Aspose.Pdf for .NET and Aspose.Words for .NET are two separate APIs and both have separate/different document rendering engines. Both APIs use individual techniques to render objects inside the targeted file format.

However, in order to render/display Unicode characters inside PDF file without specifying the font information, you may try using the Document Object Model (DOM) of Aspose.Pdf namespace. But when using this approach, the HTML tags are are rendered/transformed accordingly and they appear as native HTML tags. For the sake of correction, we already have logged the requirement of “parsing HTML tags when using Aspose.Pdf namespace”, in our issue tracking system as PDFNEWNET-35804. The development team is looking into the details of this requirement and will keep you updated on the status of a correction. We are sorry for this inconvenience.

Document doc = new Document("c:/pdftest/Paysage.pdf");
string html1 = "<div>TEST_中文文档资料_TEXT</div>";
doc.Pages.Add().Paragraphs.Add(new Aspose.Pdf.Text.TextFragment(html1));
doc.Save("c:/pdftest/UniCodeTextDOM.pdf");

abnovikov · April 29, 2014, 9:06am

yes, this may be a work around, but we prefer to use a Pdf.Generator's method and will expect that eventually it will convert all multibyte characters into correct pdf file.

pdf.ParseToPdf(html);

Looking forward to see this feature implemented,

Thank you,

Alexei

codewarior · April 29, 2014, 11:03pm

Hi Alexei

Thanks for sharing the details.

I have logged an investigation ticket in our issue tracking system as PDFNEWNET-36825, and the development team will further look into this matter to see if the font/multi-byte text related problem can be fixed in ParseToPdf(..) method. We will further look into the details of this issue and will keep you updated on the status of a correction.

We apologize for any inconvenience caused.

aspose.notifier · August 7, 2014, 2:15am

The issues you have found earlier (filed as PDFNEWNET-35804) have been fixed in Aspose.Pdf for .NET 9.5.0.

This message was posted using Notification2Forum from Downloads module by Aspose Notifier.
(8)

tilal.ahmad · August 26, 2014, 6:53am

Hi Alexei,

Thanks for your patience. As stated above PDFNEWNET-35804 is resolved and now you can add HTML string in new/existing document using new DOM approach. Please check following documentation link for the purpose. It will help you to accomplish your requirements.

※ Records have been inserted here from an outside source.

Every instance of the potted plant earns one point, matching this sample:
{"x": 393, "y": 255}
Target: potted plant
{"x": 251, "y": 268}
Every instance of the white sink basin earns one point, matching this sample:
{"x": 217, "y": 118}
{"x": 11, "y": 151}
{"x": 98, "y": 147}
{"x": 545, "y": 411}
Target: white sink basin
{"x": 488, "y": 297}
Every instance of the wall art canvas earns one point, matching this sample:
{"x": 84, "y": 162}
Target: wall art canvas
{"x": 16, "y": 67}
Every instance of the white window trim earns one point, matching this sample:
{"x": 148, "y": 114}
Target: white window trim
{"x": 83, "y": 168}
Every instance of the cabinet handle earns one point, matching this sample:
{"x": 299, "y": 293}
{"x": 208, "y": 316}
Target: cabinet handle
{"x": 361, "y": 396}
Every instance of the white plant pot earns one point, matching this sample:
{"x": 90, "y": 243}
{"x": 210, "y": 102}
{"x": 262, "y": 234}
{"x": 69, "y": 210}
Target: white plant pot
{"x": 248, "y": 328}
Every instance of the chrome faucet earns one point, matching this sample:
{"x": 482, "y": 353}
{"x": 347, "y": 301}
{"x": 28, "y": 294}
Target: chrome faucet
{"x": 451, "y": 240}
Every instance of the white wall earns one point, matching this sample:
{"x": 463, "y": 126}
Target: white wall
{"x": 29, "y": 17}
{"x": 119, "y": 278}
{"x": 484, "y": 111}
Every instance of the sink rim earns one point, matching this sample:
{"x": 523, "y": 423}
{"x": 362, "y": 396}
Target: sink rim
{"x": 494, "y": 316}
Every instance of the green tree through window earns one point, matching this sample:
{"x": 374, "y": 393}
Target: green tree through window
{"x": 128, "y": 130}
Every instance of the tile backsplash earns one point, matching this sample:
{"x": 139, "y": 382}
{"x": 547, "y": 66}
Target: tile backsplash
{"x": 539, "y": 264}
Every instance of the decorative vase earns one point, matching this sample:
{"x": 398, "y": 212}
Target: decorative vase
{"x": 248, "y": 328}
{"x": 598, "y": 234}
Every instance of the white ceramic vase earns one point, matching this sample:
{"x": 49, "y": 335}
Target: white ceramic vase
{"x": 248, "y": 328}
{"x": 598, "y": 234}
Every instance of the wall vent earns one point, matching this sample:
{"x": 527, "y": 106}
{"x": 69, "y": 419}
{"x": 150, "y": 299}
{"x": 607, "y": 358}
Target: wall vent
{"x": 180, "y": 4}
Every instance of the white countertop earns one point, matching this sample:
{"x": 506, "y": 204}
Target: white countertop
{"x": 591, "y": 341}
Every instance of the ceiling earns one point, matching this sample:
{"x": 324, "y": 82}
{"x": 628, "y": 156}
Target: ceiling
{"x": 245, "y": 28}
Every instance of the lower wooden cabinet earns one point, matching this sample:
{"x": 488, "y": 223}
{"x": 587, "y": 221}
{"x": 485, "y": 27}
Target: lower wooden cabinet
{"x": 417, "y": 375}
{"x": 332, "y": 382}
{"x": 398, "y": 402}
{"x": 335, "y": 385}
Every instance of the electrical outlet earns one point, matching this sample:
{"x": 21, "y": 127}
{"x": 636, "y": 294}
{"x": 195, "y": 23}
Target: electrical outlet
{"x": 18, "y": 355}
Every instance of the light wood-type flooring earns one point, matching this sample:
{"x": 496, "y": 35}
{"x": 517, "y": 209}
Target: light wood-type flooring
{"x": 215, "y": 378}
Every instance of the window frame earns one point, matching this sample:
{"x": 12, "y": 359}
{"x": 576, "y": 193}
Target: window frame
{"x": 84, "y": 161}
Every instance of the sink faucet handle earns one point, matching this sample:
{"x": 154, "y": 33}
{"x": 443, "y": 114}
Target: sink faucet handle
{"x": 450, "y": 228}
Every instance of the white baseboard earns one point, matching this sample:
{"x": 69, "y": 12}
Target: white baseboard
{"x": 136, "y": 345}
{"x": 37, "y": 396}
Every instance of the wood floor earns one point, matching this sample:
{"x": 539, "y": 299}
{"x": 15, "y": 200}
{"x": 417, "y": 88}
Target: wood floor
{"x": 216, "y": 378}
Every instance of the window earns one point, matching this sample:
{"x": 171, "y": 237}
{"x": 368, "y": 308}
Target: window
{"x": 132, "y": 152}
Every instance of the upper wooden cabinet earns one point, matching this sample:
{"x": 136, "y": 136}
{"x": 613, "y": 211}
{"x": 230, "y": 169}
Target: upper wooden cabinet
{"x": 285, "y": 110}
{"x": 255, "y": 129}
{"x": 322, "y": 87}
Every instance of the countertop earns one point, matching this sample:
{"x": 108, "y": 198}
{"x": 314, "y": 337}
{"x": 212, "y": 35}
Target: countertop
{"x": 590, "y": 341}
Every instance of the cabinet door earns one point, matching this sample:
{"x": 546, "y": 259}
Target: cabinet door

Add HTML string using DOM approach.

Please feel free to contact us for any further assistance.

Best Regards,

tilal.ahmad · September 3, 2014, 11:32am

Hi Alexei,

Thanks for your patience. In reference to PDFNEWNET-36825, we want to update you that Aspose.Pdf.Generator package will be obsolete soon. So we are fixing old issues and making new improvements in new generator (Aspose.Pdf.Document). It is more efficient and improved approach, so please use new DOM approach for adding HTML string to PDF for the issue. It will help you to accomplish the task.

We are sorry for the inconvenience caused.

Best Regards,

aspose.notifier · September 5, 2014, 2:34am

The issues you have found earlier (filed as PDFNEWNET-36825) have been fixed in Aspose.Pdf for .NET 9.6.0.